Author: Darius Staliūnas
Publisher: Central European University Press
Published: 2021-05-30
Total Pages: 408
ISBN-13: 9633863643
DOWNLOAD EBOOK →This collection of essays addresses the challenge of modern nationalism to the tsarist Russian Empire. First appearing on the empire’s western periphery this challenge, was most prevalent in twelve provinces extending from Ukrainian lands in the south to the Baltic provinces in the north, as well as to the Kingdom of Poland. At issue is whether the late Russian Empire entered World War I as a multiethnic state with many of its age-old mechanisms run by a multiethnic elite, or as a Russian state predominantly managed by ethnic Russians. The tsarist vision of prioritizing loyalty among all subjects over privileging ethnic Russians and discriminating against non-Russians faced a fundamental problem: as soon as the opportunity presented itself, non-Russians would increase their demands and become increasingly separatist. The authors found that although the imperial government did not really identify with popular Russian nationalism, it sometimes ended up implementing policies promoted by Russian nationalist proponents. Matters addressed include native language education, interconfessional rivalry, the “Jewish question,” the origins of mass tourism in the western provinces, as well as the emergence of Russian nationalist attitudes in the aftermath of the first Russian revolution.
Author: Henry Reichman
Publisher: Univ of California Press
Published: 2023-04-28
Total Pages: 352
ISBN-13: 0520339002
DOWNLOAD EBOOK →This title is part of UC Press's Voices Revived program, which commemorates University of California Press’s mission to seek out and cultivate the brightest minds and give them voice, reach, and impact. Drawing on a backlist dating to 1893, Voices Revived makes high-quality, peer-reviewed scholarship accessible once again using print-on-demand technology. This title was originally published in 1987.
Author: Evgeniĭ Fedorovich Kovtun
Publisher: Parkstone Press
Published: 1996
Total Pages: 290
ISBN-13:
DOWNLOAD EBOOK →At the beginning of the twentieth century, Russian art was in the vanguard of the world artistic process.
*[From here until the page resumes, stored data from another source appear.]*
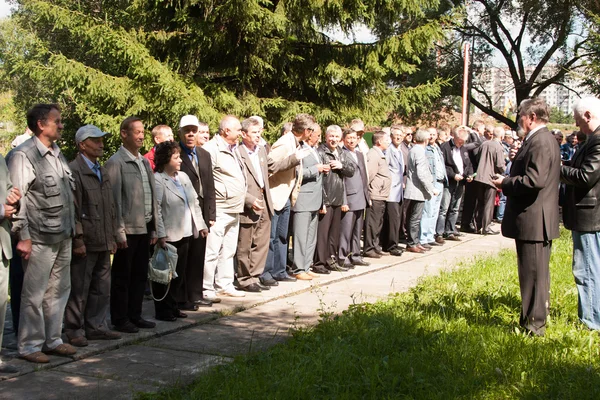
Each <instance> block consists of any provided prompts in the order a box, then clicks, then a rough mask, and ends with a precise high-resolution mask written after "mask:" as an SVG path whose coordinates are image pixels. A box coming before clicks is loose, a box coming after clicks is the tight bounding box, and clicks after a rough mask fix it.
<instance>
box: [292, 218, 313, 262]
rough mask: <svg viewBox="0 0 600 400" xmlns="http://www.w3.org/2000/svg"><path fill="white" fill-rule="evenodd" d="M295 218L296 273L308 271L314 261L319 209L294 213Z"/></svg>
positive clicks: (293, 250) (293, 227) (293, 226)
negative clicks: (317, 209) (318, 209)
mask: <svg viewBox="0 0 600 400" xmlns="http://www.w3.org/2000/svg"><path fill="white" fill-rule="evenodd" d="M292 216H293V218H294V224H293V230H294V238H293V242H292V251H293V254H294V260H293V270H292V272H293V273H294V274H299V273H301V272H308V271H309V269H310V266H311V265H312V263H313V258H314V256H315V249H316V248H317V226H318V222H319V218H318V216H319V212H318V211H302V212H294V213H292Z"/></svg>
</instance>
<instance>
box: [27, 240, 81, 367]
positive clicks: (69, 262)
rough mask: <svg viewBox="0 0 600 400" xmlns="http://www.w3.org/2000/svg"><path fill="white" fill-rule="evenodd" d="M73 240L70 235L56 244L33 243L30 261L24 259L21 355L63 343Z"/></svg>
mask: <svg viewBox="0 0 600 400" xmlns="http://www.w3.org/2000/svg"><path fill="white" fill-rule="evenodd" d="M71 243H72V240H71V238H68V239H65V240H63V241H62V242H59V243H56V244H41V243H33V244H32V248H31V255H30V256H29V260H23V270H24V271H25V278H24V280H23V291H22V292H21V317H20V319H19V342H18V349H19V354H20V355H21V356H25V355H27V354H31V353H35V352H37V351H42V349H43V350H51V349H54V348H56V347H57V346H59V345H61V344H62V339H61V330H62V322H63V315H64V312H65V306H66V305H67V300H68V299H69V292H70V291H71V274H70V266H71Z"/></svg>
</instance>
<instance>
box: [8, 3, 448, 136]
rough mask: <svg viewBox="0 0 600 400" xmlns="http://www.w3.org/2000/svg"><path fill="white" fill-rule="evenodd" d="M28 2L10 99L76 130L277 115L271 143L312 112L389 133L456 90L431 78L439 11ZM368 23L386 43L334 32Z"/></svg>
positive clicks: (375, 32) (321, 3)
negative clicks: (283, 123) (54, 104)
mask: <svg viewBox="0 0 600 400" xmlns="http://www.w3.org/2000/svg"><path fill="white" fill-rule="evenodd" d="M17 3H18V9H17V11H16V13H14V14H13V17H12V18H11V19H10V20H9V21H7V22H5V23H4V26H3V27H2V30H1V35H2V36H1V38H0V39H1V40H0V45H1V46H2V49H3V55H2V60H1V61H2V64H3V69H4V73H5V74H6V75H7V77H8V82H9V83H8V85H9V88H10V89H12V90H13V91H14V93H15V100H16V102H17V105H18V106H20V107H21V108H23V109H26V108H27V107H29V106H30V105H31V104H33V103H36V102H41V101H58V102H59V103H60V104H61V105H62V106H63V108H64V110H63V114H64V117H65V118H66V120H67V123H68V124H69V125H68V127H69V128H70V129H71V131H74V130H75V129H76V128H77V127H78V126H80V125H81V124H84V123H93V124H96V125H98V126H99V127H100V128H102V129H105V130H108V131H110V132H116V131H117V130H118V125H119V123H120V122H121V120H122V119H123V118H124V117H126V116H129V115H138V116H140V117H141V118H143V119H144V121H145V122H146V123H147V125H148V126H152V125H155V124H158V123H167V124H170V125H171V126H176V124H177V121H178V120H179V118H180V117H181V116H182V115H184V114H188V113H192V114H197V115H198V116H199V118H200V119H203V120H206V121H207V122H208V123H209V124H210V125H211V127H212V128H213V129H214V128H215V127H216V124H217V122H218V119H219V118H220V116H221V115H223V114H225V113H231V114H235V115H239V116H249V115H253V114H257V115H261V116H264V117H265V119H266V122H267V126H266V128H267V131H271V132H274V131H276V129H277V127H278V126H279V125H280V124H281V123H282V122H285V121H288V120H290V119H291V118H292V117H293V116H294V115H295V114H296V113H298V112H310V113H312V114H314V115H315V116H316V117H317V119H318V120H319V122H321V123H323V124H328V123H338V124H339V123H343V122H346V121H348V120H350V119H351V118H356V117H362V118H363V119H364V120H365V121H366V122H367V123H371V124H380V123H383V122H385V121H386V120H388V119H389V118H391V116H393V115H394V113H395V114H400V115H406V114H410V113H415V112H418V111H419V110H421V109H423V108H426V107H428V105H430V104H431V103H432V101H433V100H434V99H435V98H436V97H438V96H439V94H440V91H441V87H442V86H443V85H444V83H445V81H444V80H442V79H437V78H431V77H427V78H426V79H423V77H422V76H419V75H418V74H417V73H418V72H419V69H420V68H421V65H422V62H423V60H424V59H425V58H427V57H428V56H430V55H431V53H432V50H433V46H434V43H435V42H436V41H438V40H441V39H442V38H443V37H444V26H445V25H447V24H448V21H449V17H448V14H445V16H442V15H444V13H443V12H444V11H447V10H441V11H438V8H439V4H438V0H161V1H158V0H133V1H125V0H105V1H102V0H81V1H77V2H73V1H68V0H50V1H39V0H21V1H17ZM357 23H360V24H364V25H365V26H366V27H368V28H369V29H371V30H372V32H373V33H374V35H375V37H376V40H375V41H374V42H373V43H351V44H343V43H340V42H338V41H335V40H333V39H331V38H330V37H328V36H327V35H326V34H324V33H323V32H324V31H326V30H335V29H338V30H341V31H342V32H344V33H346V34H352V30H353V28H354V27H355V26H356V24H357ZM67 136H68V135H67ZM113 136H116V135H113ZM113 139H114V140H117V138H115V137H113Z"/></svg>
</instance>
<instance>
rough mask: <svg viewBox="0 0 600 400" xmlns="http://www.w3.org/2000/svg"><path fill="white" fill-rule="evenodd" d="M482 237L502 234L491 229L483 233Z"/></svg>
mask: <svg viewBox="0 0 600 400" xmlns="http://www.w3.org/2000/svg"><path fill="white" fill-rule="evenodd" d="M481 234H482V235H498V234H500V232H498V231H493V230H491V229H490V228H488V229H486V230H485V231H483V232H481Z"/></svg>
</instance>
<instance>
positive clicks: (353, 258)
mask: <svg viewBox="0 0 600 400" xmlns="http://www.w3.org/2000/svg"><path fill="white" fill-rule="evenodd" d="M351 262H352V265H360V266H362V267H367V266H369V265H371V263H370V262H368V261H365V260H363V259H362V257H361V258H352V261H351Z"/></svg>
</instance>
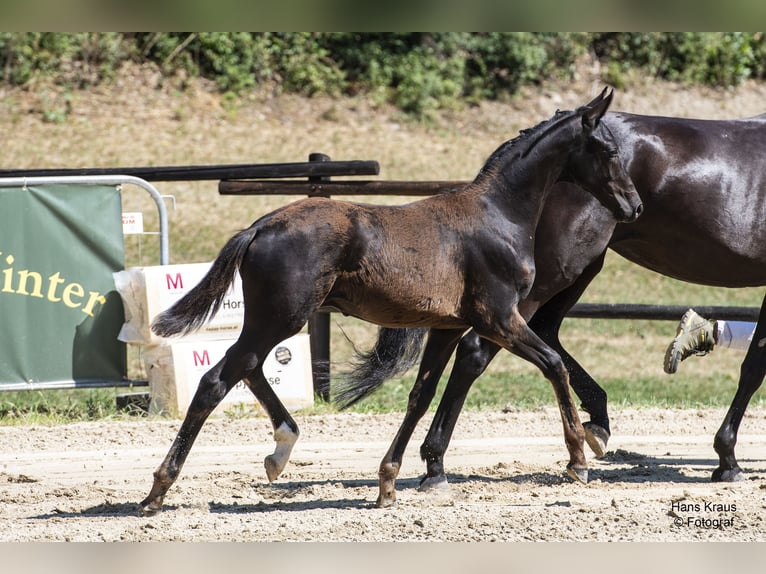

The decades which had gone into renewing painting in France were compressed into ten to fifteen years in Russia. The 1910s unfolded under the sign of the growing influence of Cubism, which changed the very face of the fine arts. Yet by 1913, a turning point could be seen. New plastic problems arose, opening for Russian painters a way into the unknown. The scales began to tip in the direction of the Russian avant-garde.